Because you probably didn't buy a gas guzzler that qualifies. So how does it make you feel to know that you and the rest of your fellow taxpayers are subsidizing people who made the bad decision to buy one of those Clunkers. If you're like me, you think it's a blatant rip off.
Some of the defenders of this program tout the improved national fleet mileage and resulting reduction in gasoline and green house gas emissions. But even under the most optimistic assumptions, the impact is truly negligible, about the same as what the U.S. burns every 22 seconds. And this is at a cost to the taxpayers that is about seven times what "Cap and Trade" carbon permits trade for in Europe.
Proponents of this giveaway also cite the great public response to the program which is jump-starting the sales of new cars.
Sure. People will gladly accept a $4500 gift.
Auto sales that were postponed while this program was being debated and those which were planned for the future are being consummated now, making it pretty likely that sales will drop once the program expires. Additionally, there are a bunch of negative effects. One, for example, is the impact it's having on the car repair and aftermarket parts industries, which are being badly hurt by the decision to scrap the clunker cars instead of repairing them.
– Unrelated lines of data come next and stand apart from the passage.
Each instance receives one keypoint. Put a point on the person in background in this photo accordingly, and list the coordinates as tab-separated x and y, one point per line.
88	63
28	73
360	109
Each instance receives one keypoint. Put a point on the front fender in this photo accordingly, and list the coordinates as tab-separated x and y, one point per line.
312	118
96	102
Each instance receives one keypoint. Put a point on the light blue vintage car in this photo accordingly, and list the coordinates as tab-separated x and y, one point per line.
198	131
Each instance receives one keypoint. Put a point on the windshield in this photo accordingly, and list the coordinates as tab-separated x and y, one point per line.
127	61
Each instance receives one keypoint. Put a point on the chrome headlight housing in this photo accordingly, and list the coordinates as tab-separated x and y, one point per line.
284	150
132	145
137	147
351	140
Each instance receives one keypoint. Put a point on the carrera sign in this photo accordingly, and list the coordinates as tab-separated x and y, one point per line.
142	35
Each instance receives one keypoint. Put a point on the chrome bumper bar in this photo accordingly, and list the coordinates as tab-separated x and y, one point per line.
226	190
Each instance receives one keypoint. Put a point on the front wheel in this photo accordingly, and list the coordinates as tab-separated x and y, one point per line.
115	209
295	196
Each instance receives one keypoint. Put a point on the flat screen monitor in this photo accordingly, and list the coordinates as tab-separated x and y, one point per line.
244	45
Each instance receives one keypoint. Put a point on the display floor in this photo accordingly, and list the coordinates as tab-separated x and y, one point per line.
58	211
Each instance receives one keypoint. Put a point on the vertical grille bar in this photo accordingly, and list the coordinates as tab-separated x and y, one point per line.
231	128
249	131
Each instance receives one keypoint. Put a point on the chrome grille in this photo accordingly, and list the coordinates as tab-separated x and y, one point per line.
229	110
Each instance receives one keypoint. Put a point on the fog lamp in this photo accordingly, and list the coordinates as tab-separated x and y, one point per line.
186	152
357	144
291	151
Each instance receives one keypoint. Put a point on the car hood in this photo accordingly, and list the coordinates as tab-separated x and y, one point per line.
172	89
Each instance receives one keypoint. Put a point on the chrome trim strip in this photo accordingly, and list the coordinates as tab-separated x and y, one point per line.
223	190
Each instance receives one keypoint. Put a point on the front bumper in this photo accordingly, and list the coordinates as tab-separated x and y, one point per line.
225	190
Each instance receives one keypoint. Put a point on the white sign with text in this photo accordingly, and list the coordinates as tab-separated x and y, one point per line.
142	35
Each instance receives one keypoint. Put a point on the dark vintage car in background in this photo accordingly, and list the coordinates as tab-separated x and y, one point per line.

This program is just one more example of the government picking winners and losers. While advocates of more government intervention tout how programs like this and other "stimulants" are enhancing the economy, to me it's just the government distorting the free enterprise system.
Whether it's Cash for Clunkers, subsidies for underwater mortgage holders or any of the other government interventions implemented recently, the negative impacts often outweigh the positives.
Also, let's be real. There's no free lunch. Somebody has to pay for all this massive spending. That somebody is us, our grandchildren, or even better, now that I think about it, China.